The market is starting to price semis less as a cyclical rebound and more as a capacity bottleneck trade. The key second-order effect is that hyperscaler capex guidance and AI cloud commitments are not just supporting chip demand; they are signaling that pricing power is moving upstream to the entire compute stack, including CPUs, networking, packaging, and memory. That broadens the winners beyond the obvious GPU complex and suggests the next leg is likely driven by component inflation rather than unit growth alone. Intel’s move matters less as a turnaround story and more as a proof point that inference-heavy AI workloads are changing the mix of demand. If CPUs regain relevance in inference orchestration, the benefit accrues to platforms with entrenched server sockets, validation cycles, and ecosystem lock-in, while pure-play accelerators face a more nuanced demand curve.
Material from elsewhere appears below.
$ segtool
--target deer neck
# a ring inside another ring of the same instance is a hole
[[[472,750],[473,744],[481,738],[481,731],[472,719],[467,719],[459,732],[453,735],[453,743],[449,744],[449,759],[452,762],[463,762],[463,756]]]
That said, the stronger read-through may be for TSM and NXPI: when capacity gets tight, the foundry and analog/edge content providers often capture more durable margin expansion than the headline AI names. The consensus appears too comfortable extrapolating upward revisions in capex as a clean positive. In reality, when capex rises because component prices are rising, hyperscaler return thresholds compress, which can trigger a delayed air pocket in ordering if AI monetization lags. That creates a 1-2 quarter risk window where the trade still works on momentum, but becomes vulnerable to any commentary about digestion, lead-time normalization, or incremental supply coming online. The most asymmetric setup is that the market is rewarding the beta of the AI complex while underpricing the volatility of sentiment if growth decelerates from exceptional to merely strong. With SOXX on a high multiple, even a modest reset in guidance could produce a sharper drawdown than fundamentals alone would imply. The better contrarian expression is not to fade the entire space, but to own the highest-quality supply-constrained beneficiaries and hedge the most crowded winners with the most exposed to multiple compression.